May 18, 2019

What's new in the quest for Alzheimer's drugs

Adapted from a PhRMA analysis of the Adis R&D Insight database on investigational drugs in various stages of clinical development; Chart: Axios Visuals
Adapted from a PhRMA analysis of the Adis R&D Insight database on investigational drugs in various stages of clinical development; Chart: Axios Visuals

Gradually losing memories in a tangle of errant proteins and dying brain neurons from Alzheimer's disease strikes fear into many. Time after time, drug companies have struck out in trials looking to prevent or even slow the debilitating disease and are turning to fundamentally different approaches, or altogether abandoning their efforts.

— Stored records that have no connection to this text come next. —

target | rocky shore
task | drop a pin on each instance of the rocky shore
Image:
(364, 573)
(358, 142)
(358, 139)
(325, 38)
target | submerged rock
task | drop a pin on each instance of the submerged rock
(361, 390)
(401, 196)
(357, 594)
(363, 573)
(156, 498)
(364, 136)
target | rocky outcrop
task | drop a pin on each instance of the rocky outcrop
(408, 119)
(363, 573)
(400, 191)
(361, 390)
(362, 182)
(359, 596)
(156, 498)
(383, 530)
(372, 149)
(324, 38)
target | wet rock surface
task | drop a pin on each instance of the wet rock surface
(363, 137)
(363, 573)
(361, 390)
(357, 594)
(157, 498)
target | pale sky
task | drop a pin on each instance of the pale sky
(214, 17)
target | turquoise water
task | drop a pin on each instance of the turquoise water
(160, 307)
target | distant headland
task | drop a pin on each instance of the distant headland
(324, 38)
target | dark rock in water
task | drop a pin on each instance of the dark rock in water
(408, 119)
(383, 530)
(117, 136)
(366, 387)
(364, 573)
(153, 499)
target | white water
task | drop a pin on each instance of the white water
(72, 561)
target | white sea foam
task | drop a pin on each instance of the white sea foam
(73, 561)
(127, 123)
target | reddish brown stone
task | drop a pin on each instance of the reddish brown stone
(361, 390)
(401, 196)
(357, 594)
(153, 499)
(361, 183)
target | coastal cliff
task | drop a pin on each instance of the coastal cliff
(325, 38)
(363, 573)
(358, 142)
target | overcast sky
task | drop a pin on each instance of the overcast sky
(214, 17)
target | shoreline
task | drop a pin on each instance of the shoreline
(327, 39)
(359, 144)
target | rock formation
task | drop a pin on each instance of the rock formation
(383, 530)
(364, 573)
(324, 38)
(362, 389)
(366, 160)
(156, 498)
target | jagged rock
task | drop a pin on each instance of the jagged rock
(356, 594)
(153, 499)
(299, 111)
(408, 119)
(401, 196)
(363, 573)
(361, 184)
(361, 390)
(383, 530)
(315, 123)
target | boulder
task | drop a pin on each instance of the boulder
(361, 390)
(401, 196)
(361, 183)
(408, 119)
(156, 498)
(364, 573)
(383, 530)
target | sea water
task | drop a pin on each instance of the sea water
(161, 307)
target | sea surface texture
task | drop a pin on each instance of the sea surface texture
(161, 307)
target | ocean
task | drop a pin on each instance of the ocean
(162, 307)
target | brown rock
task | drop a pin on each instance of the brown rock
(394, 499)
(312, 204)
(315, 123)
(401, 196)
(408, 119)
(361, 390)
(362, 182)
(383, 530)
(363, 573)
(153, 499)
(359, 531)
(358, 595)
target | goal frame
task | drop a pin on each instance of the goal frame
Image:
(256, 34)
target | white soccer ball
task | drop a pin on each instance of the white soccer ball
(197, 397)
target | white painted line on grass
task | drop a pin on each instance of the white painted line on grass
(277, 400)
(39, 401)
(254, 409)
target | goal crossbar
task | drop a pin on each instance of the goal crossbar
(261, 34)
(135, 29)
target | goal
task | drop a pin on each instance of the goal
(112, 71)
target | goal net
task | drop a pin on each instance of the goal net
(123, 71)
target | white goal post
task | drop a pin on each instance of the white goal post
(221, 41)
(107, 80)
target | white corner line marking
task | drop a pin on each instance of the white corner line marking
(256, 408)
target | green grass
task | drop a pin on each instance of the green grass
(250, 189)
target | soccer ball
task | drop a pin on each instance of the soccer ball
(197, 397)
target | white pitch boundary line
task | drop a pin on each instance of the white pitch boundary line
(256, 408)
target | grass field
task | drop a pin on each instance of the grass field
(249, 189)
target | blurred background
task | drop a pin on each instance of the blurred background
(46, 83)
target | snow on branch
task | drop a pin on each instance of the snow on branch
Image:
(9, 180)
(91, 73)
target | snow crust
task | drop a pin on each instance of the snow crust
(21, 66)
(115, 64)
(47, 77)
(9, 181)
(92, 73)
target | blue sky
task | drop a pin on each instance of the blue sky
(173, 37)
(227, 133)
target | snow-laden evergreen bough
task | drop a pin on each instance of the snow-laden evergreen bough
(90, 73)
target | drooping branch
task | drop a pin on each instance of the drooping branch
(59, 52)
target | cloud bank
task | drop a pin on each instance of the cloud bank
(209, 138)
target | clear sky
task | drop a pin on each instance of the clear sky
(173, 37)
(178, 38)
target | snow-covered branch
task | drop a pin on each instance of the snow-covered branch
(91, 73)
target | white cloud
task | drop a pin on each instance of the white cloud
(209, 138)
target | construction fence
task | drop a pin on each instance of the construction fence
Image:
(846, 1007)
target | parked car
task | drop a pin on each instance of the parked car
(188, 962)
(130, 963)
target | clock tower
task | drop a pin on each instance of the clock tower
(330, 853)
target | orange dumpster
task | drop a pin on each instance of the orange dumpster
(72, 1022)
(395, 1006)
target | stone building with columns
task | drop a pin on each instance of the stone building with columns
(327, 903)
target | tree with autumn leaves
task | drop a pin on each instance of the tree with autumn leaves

Why it matters: There are currently 5.7 million Americans living with the disease — and 14 million more are expected to develop it by 2050 — all of whom are desperately seeking answers.

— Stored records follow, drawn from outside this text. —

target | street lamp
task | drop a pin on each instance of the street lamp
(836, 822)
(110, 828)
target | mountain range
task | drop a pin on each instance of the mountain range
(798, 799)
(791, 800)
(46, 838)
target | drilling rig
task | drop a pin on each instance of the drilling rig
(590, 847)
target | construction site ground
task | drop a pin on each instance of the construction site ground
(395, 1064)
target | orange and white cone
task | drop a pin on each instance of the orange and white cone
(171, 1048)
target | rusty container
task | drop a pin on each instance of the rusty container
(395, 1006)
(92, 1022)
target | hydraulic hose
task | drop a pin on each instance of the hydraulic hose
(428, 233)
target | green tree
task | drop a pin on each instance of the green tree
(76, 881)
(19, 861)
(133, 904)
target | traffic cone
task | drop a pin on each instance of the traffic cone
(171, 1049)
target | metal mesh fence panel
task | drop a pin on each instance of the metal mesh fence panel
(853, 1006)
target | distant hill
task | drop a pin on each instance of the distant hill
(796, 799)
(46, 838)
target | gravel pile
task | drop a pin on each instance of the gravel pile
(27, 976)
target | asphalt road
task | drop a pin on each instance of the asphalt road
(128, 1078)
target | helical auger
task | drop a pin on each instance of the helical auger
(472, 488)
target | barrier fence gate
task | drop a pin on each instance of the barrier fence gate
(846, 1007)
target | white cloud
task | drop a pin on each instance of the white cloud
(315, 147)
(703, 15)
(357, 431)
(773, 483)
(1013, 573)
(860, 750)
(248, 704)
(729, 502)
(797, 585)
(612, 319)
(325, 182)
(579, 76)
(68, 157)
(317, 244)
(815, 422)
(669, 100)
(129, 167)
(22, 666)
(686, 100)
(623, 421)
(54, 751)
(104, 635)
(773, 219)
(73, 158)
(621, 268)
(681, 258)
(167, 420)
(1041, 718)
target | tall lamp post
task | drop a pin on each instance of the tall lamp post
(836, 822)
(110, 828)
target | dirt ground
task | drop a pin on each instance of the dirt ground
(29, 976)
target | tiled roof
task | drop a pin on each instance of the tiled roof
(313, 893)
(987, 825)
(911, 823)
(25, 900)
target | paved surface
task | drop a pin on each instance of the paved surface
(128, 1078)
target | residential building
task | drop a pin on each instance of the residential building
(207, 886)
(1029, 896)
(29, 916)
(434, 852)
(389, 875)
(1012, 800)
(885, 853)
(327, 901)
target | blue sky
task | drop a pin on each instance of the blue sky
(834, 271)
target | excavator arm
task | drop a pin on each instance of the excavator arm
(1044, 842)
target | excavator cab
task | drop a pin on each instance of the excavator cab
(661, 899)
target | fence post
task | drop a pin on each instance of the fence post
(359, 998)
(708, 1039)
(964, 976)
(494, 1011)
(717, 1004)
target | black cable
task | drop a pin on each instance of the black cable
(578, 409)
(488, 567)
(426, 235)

The big picture: There are roughly 326 active, recruiting or enrolling by invitation clinical trials on the elusive disease, per The U.S. last year dramatically stepped up funding for Alzheimer's disease research, from $400 million a year to over $2 billion annually, although the Alzheimer's Association says more is needed.

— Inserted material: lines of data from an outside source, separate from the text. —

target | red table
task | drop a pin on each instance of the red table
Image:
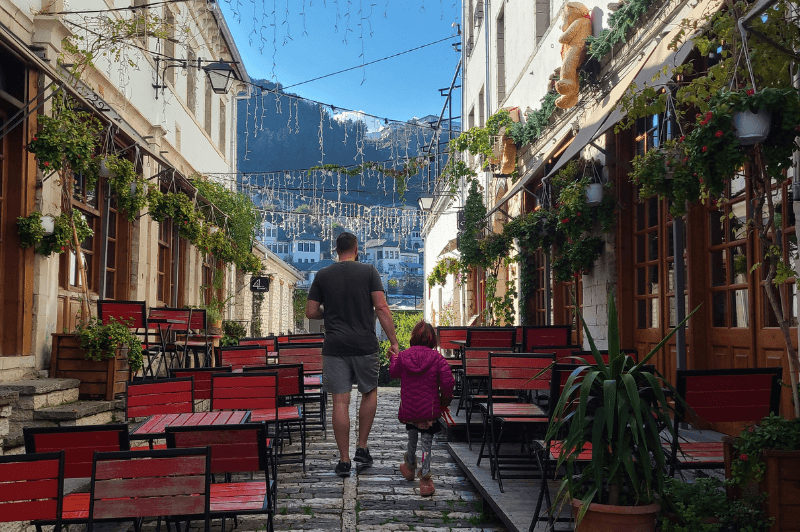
(154, 426)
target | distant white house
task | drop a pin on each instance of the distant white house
(384, 254)
(306, 249)
(309, 271)
(275, 241)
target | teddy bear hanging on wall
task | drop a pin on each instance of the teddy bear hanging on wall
(577, 27)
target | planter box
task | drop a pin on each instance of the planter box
(100, 379)
(781, 481)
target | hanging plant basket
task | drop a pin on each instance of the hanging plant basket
(48, 224)
(594, 194)
(752, 127)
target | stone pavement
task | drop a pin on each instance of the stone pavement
(374, 498)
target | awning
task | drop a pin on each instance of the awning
(650, 71)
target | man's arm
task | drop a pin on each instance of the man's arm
(385, 317)
(313, 310)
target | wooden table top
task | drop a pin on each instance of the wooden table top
(154, 426)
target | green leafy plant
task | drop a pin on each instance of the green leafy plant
(128, 186)
(702, 506)
(30, 230)
(773, 432)
(102, 341)
(67, 139)
(620, 410)
(232, 332)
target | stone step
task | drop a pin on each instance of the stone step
(35, 394)
(80, 413)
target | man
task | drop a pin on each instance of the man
(352, 294)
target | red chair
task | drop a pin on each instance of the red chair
(517, 374)
(78, 445)
(202, 379)
(32, 488)
(492, 337)
(170, 323)
(290, 408)
(240, 356)
(534, 336)
(127, 486)
(720, 396)
(235, 449)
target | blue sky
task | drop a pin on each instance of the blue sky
(307, 40)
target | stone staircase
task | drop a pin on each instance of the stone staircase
(49, 403)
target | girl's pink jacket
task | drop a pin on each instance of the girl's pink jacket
(426, 383)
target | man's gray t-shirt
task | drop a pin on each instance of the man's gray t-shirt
(345, 288)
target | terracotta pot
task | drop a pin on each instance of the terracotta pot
(610, 518)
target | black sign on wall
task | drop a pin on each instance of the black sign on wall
(259, 284)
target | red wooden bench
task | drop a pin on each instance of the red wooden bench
(128, 486)
(78, 445)
(270, 342)
(202, 379)
(240, 356)
(160, 396)
(492, 337)
(513, 375)
(543, 335)
(235, 449)
(32, 488)
(720, 396)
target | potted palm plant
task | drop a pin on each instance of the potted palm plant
(619, 410)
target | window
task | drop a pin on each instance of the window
(191, 81)
(501, 56)
(164, 282)
(208, 107)
(223, 123)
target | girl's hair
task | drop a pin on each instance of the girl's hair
(424, 334)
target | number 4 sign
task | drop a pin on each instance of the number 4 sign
(259, 284)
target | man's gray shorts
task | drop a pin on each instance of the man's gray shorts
(339, 373)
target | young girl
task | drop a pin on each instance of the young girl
(426, 389)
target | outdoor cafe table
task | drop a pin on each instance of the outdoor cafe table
(153, 428)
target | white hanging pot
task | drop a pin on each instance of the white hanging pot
(594, 194)
(48, 224)
(751, 127)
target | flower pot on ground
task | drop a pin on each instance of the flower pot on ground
(619, 410)
(752, 126)
(100, 379)
(766, 459)
(610, 518)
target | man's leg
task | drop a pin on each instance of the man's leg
(341, 424)
(366, 415)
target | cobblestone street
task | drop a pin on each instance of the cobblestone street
(374, 498)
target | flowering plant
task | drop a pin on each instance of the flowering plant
(101, 341)
(774, 432)
(714, 149)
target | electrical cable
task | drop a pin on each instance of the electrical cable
(111, 10)
(368, 63)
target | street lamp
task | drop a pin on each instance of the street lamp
(425, 202)
(220, 75)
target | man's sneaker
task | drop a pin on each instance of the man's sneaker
(362, 456)
(342, 469)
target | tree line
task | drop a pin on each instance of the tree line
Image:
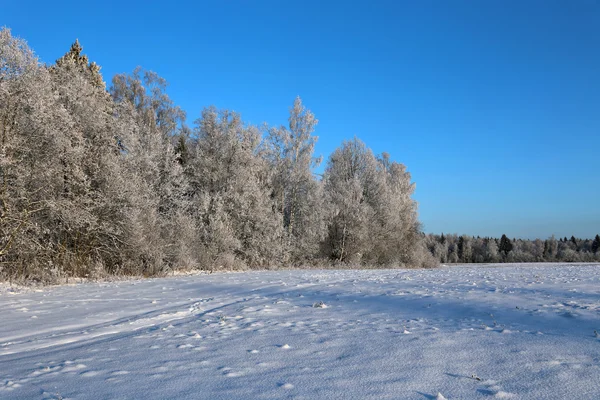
(468, 249)
(97, 181)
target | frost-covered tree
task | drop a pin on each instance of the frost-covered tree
(231, 187)
(596, 244)
(296, 194)
(371, 216)
(162, 230)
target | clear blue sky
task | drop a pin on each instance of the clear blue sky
(494, 106)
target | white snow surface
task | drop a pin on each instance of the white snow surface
(460, 332)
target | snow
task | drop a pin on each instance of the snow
(460, 332)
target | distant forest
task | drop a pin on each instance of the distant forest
(468, 249)
(98, 181)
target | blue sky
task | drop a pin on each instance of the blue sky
(494, 106)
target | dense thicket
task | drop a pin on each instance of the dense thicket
(468, 249)
(96, 181)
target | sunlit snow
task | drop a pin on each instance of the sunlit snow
(522, 332)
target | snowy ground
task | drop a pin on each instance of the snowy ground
(523, 332)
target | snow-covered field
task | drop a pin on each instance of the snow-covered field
(461, 332)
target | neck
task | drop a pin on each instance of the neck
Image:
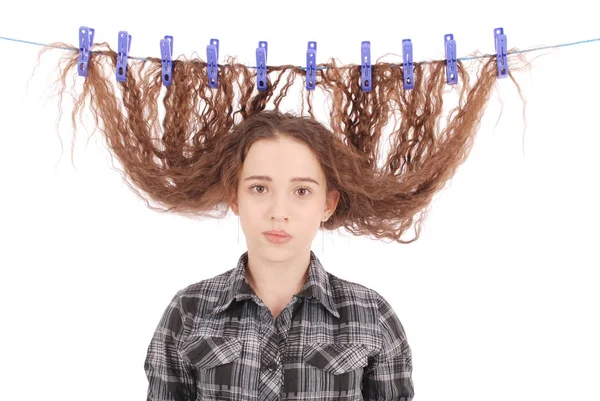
(276, 280)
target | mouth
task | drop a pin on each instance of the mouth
(277, 239)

The biggest problem: Scientists still don't know the cause of Alzheimer's.

  • There's a strong genetic link in the rare early-onset type (in those under 65 years) but the cause is less clear for the majority of those with Alzheimer's who are older than 65.
  • What is known: More women (2/3) than men get the disease, there are genetic risk factors, and there are 3 hallmarks — brains show increased beta-amyloid proteins leading to "plaques," there are large numbers of tau protein creating "tangles," and neurons are lost accompanied by brain-size shrinkage.

For decades, the buzz centered on those proteins, with the hope that at least one is a cause of the disease and not just caused by it — but so far none have panned out, resulting in an expensive array of halted experiments with a recent shift toward other research areas.

  • According to PhRMA (and indicated in the chart above based on an Adis database), 146 investigational drugs were halted in development and 4 were approved from 1998–2017.
  • For the discontinued trials, 40% were in early trial phases 0, 1, or 1/2; 39% in phases 2 or 2/3; and 18% had made it to phase 3 or regulatory review before being dropped, PhRMA reported.
  • The 4 that were successfully approved (Aricept, Exelon, Razadyne and Namenda) during that period all aim to lessen symptoms, like memory loss and confusion, but do not halt or slow the progress of the disease.

The latest: Here are some of the approaches now, some of which target more than one goal...

  • Staying the amyloid course: Some companies continue looking at anti-amyloid drugs, such as this phase 3 trial of BAN2401 that focuses on people with mild Alzheimer's disease or this phase 3 trial of AMG 520/CNP520 that inhibits the BACE1 enzyme that helps form plaque.
  • Examining other possible causes: Derek Lowe, a chemist who works on drug discovery and writes the blog "In the Pipeline," tells Axios he's intrigued by recent trials looking at the possible role of viruses or bacteria in setting off the disease, though he calls it "a long shot."
  • Slowing its progression: Some trials are looking to help save people's memories and slow the degeneration caused by the disease, including this phase 2 trial of PDE4D.
  • Treating its conditions: Therapies to treat some of the conditions of Alzheimer's, such as these two trials (for AXS-05 and AVP-786) try to help with agitation.
  • Finding it earlier: Diagnostics, including imaging and blood tests, are a growing field. "Let's see if we can predict the onset of Alzheimer's," NIH director Francis Collins told a press briefing last week, saying he hoped the long-term study of 1 million people in the All of Us program could assist.

New avenues aren't just in medicine and genetics but on the impact from lifestyle changes including reproductive health with its changes in the vascular and immune systems, and modifiable risk factors like sleep, cardiovascular disease and blood pressure.

  • "We're still learning more and more about what the biological changes mean and how they relate to changes in cognitive [behavior] over time," Rebecca Edelmayer, director of scientific engagement of the Alzheimer's Association, tells Axios.
  • Earlier this week, the World Health Organization issued guidelines for every day life to reduce the risk of dementia.